Christian Lillis, Peggy Lillis Foundation
Vaccines could be another option for reducing reliance on antibiotics for CDI. Scientists from Pfizer recently reported that the immune response to an investigational vaccine candidate based on modified C difficile toxins remained above baseline levels up to 48 months after the third dose in 300 recipients. And French biotech Valneva has completed phase 2 development of a C difficile vaccine candidate (VLA84) based on a similar concept, although the program is stalled at the moment.

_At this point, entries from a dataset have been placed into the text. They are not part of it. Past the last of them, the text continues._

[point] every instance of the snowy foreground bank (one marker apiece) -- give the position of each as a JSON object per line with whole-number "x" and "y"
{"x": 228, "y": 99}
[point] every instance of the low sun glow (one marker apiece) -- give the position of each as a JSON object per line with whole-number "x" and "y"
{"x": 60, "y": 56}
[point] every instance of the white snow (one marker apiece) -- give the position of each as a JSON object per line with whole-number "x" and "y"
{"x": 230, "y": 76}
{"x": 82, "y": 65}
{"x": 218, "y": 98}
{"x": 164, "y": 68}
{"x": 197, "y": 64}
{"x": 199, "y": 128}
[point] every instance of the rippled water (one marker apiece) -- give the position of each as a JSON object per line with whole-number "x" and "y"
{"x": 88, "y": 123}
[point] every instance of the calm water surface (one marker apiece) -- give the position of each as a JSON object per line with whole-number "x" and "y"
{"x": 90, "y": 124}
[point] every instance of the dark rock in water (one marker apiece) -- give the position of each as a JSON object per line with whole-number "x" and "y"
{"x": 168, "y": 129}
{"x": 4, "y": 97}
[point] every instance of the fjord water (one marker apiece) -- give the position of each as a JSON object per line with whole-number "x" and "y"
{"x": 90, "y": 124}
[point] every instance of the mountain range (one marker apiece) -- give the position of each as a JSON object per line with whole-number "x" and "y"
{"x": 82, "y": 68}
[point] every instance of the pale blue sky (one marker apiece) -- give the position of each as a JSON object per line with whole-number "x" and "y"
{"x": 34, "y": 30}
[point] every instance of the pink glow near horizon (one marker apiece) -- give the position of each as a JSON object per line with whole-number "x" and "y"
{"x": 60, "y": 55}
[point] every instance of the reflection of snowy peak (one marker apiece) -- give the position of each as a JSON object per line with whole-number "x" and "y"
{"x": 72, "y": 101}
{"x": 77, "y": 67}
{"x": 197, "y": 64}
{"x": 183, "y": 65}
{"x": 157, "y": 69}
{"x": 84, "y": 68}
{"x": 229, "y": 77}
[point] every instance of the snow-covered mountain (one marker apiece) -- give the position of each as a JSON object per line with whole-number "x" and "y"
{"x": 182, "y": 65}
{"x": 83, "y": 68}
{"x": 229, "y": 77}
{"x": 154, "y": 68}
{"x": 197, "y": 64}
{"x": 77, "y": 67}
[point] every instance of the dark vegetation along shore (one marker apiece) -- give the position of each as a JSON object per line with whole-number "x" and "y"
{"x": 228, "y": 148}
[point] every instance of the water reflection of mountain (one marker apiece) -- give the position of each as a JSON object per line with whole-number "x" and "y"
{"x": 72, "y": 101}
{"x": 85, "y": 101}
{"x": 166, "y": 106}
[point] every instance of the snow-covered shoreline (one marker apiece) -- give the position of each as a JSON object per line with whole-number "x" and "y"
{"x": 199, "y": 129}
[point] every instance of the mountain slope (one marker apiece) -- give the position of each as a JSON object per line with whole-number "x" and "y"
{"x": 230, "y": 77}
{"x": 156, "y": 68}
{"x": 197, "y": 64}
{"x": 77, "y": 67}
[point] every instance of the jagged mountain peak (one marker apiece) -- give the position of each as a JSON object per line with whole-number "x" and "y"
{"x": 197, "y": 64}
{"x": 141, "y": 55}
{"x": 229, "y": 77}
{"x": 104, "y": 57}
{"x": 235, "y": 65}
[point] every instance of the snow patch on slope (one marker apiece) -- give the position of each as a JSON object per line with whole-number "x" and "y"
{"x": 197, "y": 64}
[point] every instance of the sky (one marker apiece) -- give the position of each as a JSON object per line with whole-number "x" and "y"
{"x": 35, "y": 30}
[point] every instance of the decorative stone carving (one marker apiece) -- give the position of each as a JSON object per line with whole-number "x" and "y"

Reducing antibiotics for C diff
Ultimately, while the new wave of microbiome-restoring preventives could help break the antibiotic/recurrence cycle and reduce the use of antibiotics for rCDI, Silber and von Moltke said antibiotics are likely always going to be needed to “knock out” the C difficile bacteria before practitioners can introduce beneficial microbes to colonize the gut and restore the proper balance.

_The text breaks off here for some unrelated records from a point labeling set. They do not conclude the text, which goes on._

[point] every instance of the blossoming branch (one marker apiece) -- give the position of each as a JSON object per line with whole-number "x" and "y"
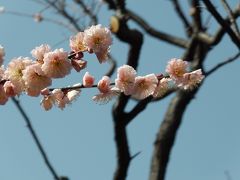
{"x": 33, "y": 77}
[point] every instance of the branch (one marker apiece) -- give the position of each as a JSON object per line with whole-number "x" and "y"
{"x": 197, "y": 20}
{"x": 157, "y": 34}
{"x": 222, "y": 22}
{"x": 227, "y": 61}
{"x": 167, "y": 134}
{"x": 231, "y": 16}
{"x": 36, "y": 139}
{"x": 182, "y": 16}
{"x": 65, "y": 14}
{"x": 141, "y": 105}
{"x": 135, "y": 40}
{"x": 88, "y": 11}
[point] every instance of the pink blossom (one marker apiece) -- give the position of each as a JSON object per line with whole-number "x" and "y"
{"x": 45, "y": 92}
{"x": 104, "y": 84}
{"x": 40, "y": 51}
{"x": 78, "y": 64}
{"x": 76, "y": 42}
{"x": 98, "y": 39}
{"x": 88, "y": 80}
{"x": 72, "y": 95}
{"x": 56, "y": 64}
{"x": 14, "y": 72}
{"x": 9, "y": 89}
{"x": 2, "y": 72}
{"x": 103, "y": 98}
{"x": 62, "y": 98}
{"x": 47, "y": 102}
{"x": 38, "y": 17}
{"x": 125, "y": 79}
{"x": 144, "y": 86}
{"x": 191, "y": 80}
{"x": 162, "y": 87}
{"x": 2, "y": 54}
{"x": 176, "y": 68}
{"x": 3, "y": 96}
{"x": 35, "y": 79}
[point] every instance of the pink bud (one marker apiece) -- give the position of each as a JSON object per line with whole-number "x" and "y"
{"x": 9, "y": 89}
{"x": 104, "y": 84}
{"x": 45, "y": 92}
{"x": 78, "y": 65}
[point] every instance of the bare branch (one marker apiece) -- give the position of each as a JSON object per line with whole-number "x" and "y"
{"x": 141, "y": 105}
{"x": 36, "y": 139}
{"x": 196, "y": 14}
{"x": 231, "y": 16}
{"x": 65, "y": 14}
{"x": 179, "y": 11}
{"x": 87, "y": 11}
{"x": 223, "y": 23}
{"x": 227, "y": 61}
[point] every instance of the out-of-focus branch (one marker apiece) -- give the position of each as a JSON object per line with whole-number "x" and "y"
{"x": 111, "y": 4}
{"x": 157, "y": 34}
{"x": 167, "y": 134}
{"x": 141, "y": 105}
{"x": 227, "y": 61}
{"x": 214, "y": 40}
{"x": 179, "y": 11}
{"x": 135, "y": 39}
{"x": 36, "y": 139}
{"x": 61, "y": 10}
{"x": 87, "y": 11}
{"x": 196, "y": 14}
{"x": 222, "y": 22}
{"x": 231, "y": 16}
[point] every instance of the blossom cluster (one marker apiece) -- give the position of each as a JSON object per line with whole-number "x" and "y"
{"x": 33, "y": 77}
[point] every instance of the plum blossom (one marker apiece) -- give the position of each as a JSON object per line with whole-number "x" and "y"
{"x": 56, "y": 64}
{"x": 98, "y": 39}
{"x": 2, "y": 71}
{"x": 191, "y": 80}
{"x": 78, "y": 64}
{"x": 162, "y": 87}
{"x": 76, "y": 43}
{"x": 144, "y": 86}
{"x": 106, "y": 91}
{"x": 88, "y": 80}
{"x": 3, "y": 96}
{"x": 103, "y": 98}
{"x": 176, "y": 68}
{"x": 14, "y": 72}
{"x": 104, "y": 84}
{"x": 2, "y": 54}
{"x": 39, "y": 52}
{"x": 59, "y": 97}
{"x": 35, "y": 79}
{"x": 9, "y": 89}
{"x": 125, "y": 79}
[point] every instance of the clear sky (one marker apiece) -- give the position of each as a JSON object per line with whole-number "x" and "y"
{"x": 79, "y": 139}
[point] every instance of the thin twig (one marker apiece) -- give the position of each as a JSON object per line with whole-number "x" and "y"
{"x": 231, "y": 16}
{"x": 227, "y": 61}
{"x": 182, "y": 16}
{"x": 157, "y": 34}
{"x": 222, "y": 22}
{"x": 35, "y": 138}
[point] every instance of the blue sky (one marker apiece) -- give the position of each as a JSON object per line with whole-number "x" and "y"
{"x": 79, "y": 139}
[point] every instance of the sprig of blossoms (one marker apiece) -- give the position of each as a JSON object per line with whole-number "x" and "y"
{"x": 34, "y": 76}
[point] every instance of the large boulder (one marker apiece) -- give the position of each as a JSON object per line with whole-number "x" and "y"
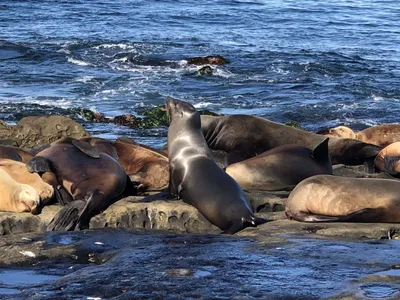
{"x": 36, "y": 131}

“We need the prior antibiotic to establish the maximal colonization [for VE303],” Silber said. “You need to create a niche where these strains can come in.”
“Once that [C difficile] toxin generation starts, that’s enough for some people to get ill very quickly…and they can get ill so quickly that the antibiotics at that point are necessary so that you don’t end up with toxic megacolon,” von Moltke said.
But both companies are looking into the potential for their products to be used in initial CDI episodes. And while Vowst is approved for rCDI only, von Moltke said she can imagine a day where patients who need to be treated with broad-spectrum antibiotics for a life-threatening infection may take it to prophylactically restore the microbiome and prevent CDI from occurring in the first place—an outcome that would also reduce antibiotic use.
“That would be a great goal,” she said.
McCollister, who’s not had another recurrence since she received Zinplava, said she’s just happy that people dealing with rCDI now have more options than she did.
“I haven’t taken an antibiotic since the ones I took to get rid of C diff,” she said. “And I don’t know that I will ever take another one.”